# Datenquellen und Datenbank
In diesem Notebook werden die Datenquellen beschrieben sowie deren Herkunft. Aufgrund der grossen Datenmengen wird ein Data Warehouse angelegt. Dazu werden die Daten in eine SQLite Datenbank geladen. Dies erlaubt in der späteren Auswertungen vordefinierte Views zu erstellen und diese für die weitere Verwendung zu nutzen.

> !! Dieses Notebook muss zuerst ausgeführt werden, damit die Datenbank erstellt wird. Sie ist zu gross um diese direkt in Github hochzuladen. !!

## Eingesetzte Module
Für dieses Notebook werden folgende Module eingesetzt:
- __sqlite3__
    Wird für die Datenbank verwendet
- __pandas__ 
    Wird gebraucht um die CSV Dateien zu lesen und als Dataframe in die SQLite Datenbank zu laden
- __numpy__
    Wird benötigt um die NaN Werte in den Dataframes mit NULL zu ersetzen
- __glob__
    Wird eingesetzt um gesamte Folders in einem Loop in die SQLite Datenbank zu laden

In [30]:
#Import Modules
import os, sqlite3
import pandas as pd
import numpy as np
import glob

## Datenbank
Zur Untersuchung, welche Einflussfaktoren den Stromverbrauch der Gemeinden im Kanton Luzern beeinflussen können, wird auf mehrere Datenquellen zurückgegriffen. Die Datenquellen sind nachfolgend aufgelistet und werden im weiteren Verlauf beschrieben:
- Smartmeter Daten der CKW AG
- Demografische Daten des Bundes
- Solarkraftwerke Daten des Bundes
- Historische Meteo Daten des Bundes
- Gemeindenamen und BFS-ID von Swisstopo

Die genannten Datenquellen werden mit folgendem ERD in die SQLite Datenbank geladen.

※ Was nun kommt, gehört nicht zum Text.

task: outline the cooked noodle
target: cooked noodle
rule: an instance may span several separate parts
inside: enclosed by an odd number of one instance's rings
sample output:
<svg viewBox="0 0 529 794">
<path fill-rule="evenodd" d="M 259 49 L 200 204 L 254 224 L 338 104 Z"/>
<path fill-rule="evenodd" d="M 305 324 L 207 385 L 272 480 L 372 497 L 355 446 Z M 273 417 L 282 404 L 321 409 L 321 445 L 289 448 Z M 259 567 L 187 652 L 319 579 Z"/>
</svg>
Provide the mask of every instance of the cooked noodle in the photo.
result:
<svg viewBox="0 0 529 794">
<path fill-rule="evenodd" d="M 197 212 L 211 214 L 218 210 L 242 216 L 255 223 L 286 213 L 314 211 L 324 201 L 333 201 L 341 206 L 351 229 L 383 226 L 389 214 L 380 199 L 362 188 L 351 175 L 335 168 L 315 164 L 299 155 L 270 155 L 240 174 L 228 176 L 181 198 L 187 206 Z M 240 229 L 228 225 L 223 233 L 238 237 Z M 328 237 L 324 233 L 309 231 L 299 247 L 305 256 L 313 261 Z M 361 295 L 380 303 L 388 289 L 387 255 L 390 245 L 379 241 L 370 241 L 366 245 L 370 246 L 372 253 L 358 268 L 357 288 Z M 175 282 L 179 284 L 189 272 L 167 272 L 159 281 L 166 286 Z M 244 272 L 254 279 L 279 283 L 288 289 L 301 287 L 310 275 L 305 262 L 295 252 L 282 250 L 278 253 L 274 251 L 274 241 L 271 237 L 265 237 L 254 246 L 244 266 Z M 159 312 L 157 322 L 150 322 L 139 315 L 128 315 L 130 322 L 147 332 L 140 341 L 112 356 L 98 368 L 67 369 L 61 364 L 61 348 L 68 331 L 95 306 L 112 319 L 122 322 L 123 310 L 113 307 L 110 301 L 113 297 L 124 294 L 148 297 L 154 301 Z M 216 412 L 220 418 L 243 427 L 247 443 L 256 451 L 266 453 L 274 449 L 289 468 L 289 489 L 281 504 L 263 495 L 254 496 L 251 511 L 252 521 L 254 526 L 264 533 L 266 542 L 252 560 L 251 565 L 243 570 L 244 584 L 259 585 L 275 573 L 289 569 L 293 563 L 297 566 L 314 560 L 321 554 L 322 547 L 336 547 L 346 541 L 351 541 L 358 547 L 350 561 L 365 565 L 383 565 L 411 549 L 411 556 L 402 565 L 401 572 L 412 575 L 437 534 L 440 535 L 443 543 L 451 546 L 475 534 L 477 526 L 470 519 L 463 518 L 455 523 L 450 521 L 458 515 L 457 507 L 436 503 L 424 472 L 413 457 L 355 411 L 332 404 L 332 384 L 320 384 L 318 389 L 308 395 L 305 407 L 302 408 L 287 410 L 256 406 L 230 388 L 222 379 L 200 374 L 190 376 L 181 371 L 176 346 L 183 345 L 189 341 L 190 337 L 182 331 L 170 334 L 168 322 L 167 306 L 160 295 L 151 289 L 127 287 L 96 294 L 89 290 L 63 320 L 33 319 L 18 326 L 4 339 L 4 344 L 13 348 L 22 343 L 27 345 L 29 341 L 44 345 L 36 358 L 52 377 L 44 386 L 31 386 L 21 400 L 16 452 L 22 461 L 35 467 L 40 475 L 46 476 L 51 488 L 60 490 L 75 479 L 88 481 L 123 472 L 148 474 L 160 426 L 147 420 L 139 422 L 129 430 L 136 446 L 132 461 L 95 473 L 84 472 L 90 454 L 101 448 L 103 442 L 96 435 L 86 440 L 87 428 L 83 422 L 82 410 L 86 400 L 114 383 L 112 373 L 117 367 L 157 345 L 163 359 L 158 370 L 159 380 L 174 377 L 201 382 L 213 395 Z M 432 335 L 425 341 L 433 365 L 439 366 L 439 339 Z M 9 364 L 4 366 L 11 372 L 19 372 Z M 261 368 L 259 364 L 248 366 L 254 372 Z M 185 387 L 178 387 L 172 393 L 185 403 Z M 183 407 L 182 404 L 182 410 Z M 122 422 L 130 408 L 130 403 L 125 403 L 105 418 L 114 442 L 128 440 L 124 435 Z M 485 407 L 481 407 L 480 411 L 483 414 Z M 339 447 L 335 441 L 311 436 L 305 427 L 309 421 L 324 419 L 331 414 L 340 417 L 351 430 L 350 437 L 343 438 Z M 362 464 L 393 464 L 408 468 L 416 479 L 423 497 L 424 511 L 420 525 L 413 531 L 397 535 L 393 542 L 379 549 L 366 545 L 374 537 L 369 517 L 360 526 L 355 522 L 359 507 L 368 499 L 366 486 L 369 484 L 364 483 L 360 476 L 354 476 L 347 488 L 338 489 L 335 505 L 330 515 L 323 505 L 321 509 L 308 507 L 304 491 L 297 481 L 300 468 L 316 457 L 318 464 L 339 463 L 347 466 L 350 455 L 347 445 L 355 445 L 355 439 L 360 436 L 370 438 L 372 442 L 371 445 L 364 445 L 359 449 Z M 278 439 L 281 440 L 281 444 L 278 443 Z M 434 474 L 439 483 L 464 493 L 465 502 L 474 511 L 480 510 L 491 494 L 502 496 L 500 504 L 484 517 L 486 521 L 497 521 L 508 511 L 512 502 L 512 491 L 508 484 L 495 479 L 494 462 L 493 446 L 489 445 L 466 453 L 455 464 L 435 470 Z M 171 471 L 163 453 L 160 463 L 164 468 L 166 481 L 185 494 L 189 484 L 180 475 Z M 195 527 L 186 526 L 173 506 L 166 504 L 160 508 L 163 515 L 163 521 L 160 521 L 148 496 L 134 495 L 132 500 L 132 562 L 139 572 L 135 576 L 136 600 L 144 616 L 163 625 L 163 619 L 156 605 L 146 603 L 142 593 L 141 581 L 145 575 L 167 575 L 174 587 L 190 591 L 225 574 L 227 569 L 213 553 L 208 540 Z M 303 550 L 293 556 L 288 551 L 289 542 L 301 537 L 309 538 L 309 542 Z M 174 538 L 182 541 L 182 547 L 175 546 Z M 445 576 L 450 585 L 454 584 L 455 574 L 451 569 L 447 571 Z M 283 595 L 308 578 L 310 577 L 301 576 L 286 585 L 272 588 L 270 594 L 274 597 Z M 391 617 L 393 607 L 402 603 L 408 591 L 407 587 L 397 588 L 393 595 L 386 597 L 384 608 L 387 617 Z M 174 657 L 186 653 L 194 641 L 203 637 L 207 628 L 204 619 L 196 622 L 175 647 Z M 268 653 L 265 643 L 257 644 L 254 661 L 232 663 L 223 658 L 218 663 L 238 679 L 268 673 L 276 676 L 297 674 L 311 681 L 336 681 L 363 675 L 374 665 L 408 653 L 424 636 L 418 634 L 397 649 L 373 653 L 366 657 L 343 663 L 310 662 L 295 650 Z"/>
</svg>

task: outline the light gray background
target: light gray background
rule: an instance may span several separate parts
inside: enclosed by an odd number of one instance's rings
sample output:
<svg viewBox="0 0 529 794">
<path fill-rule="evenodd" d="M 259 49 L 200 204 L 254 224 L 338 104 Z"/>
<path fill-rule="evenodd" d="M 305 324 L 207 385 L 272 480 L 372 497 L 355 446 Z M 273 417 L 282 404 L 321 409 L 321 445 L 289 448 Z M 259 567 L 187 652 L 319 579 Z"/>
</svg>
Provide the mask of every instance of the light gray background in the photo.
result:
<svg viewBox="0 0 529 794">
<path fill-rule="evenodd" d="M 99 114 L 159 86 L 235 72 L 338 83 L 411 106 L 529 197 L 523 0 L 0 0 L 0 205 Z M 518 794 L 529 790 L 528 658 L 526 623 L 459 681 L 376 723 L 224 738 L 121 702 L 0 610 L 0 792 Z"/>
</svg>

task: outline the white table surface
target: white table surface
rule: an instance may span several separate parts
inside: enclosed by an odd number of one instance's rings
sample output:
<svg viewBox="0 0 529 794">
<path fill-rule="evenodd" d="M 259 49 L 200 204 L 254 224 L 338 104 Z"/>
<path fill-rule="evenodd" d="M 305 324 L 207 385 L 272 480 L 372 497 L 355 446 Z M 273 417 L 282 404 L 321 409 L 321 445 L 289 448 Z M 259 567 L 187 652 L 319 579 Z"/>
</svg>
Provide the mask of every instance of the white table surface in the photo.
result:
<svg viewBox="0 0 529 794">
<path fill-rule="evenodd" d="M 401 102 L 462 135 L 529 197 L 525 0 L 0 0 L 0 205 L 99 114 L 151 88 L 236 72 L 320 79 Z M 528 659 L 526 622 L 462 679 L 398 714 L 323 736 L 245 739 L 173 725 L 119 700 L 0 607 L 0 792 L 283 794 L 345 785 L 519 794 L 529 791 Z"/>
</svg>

> ![ERD-Diagramm](./DATA/ERD_DB_v3.png)

Die Erläuterungen, zu den einzelnen Tabellen, folgt bei den jeweiligen Datenimporten.

### Eigenheiten der SQLite Datenbank
Die SQLite Datenbank hat gewisse Einschränkungen und Eigenheiten die beachtet werden müssen. Dies weil SQLite nicht alle Formate oder Datentypen unterstützt. Die relevanten Aspekte werden in diesem Kapitel kurz erläutert.

__Strings__
Damit SQLite die Daten als String erkennt müssen diese in "" eingebettet werden. Ansonsten wird eine Fehlermeldung ausgegeben. Die Datentypen aus den Pandas Dataframes werden nicht in die SQLite Datenbank mitübergeben.

__Datum__
SQLite kennt keinen Datum-Datentyp. Dementsprechend müssen die Datum-/Zeitstempel in einem spezifischen String-Format gespeichert werden. Eine entsprechende Umformung muss daher bereits vor dem Import erfolgen, ansonsten funktionieren die SQLite Datum-/Zeitfunktionen nicht bei den abfragen. Die unterstützten Formate sind in dieser [Dokumentation](https://www.sqlite.org/lang_datefunc.html) gelistet. Für diese Arbeit sind folgende Formate relevant:
- YYYY-MM-DDTHH:MM:SS.SSS 
- YYYY-MM-DD HH:MM

__Automatische ID__
Damit automatisch ein eindeutiger Primary Key generiert wird muss beim Import der Daten, der Platzhalter für das ID-Attribut leergelassen werden und mit NULL gefüllt werden. So wird automatisch ein Primary Key vergeben.

__No Value Handling__
Leere Werte in den Datenquellen welche mit nan, NaN, na, etc. mit NULL ersetzt werden. Sonst wird der Wert als String interpretiert und gibt einen Fehler aus, wenn es sich um numerische Werte handelt.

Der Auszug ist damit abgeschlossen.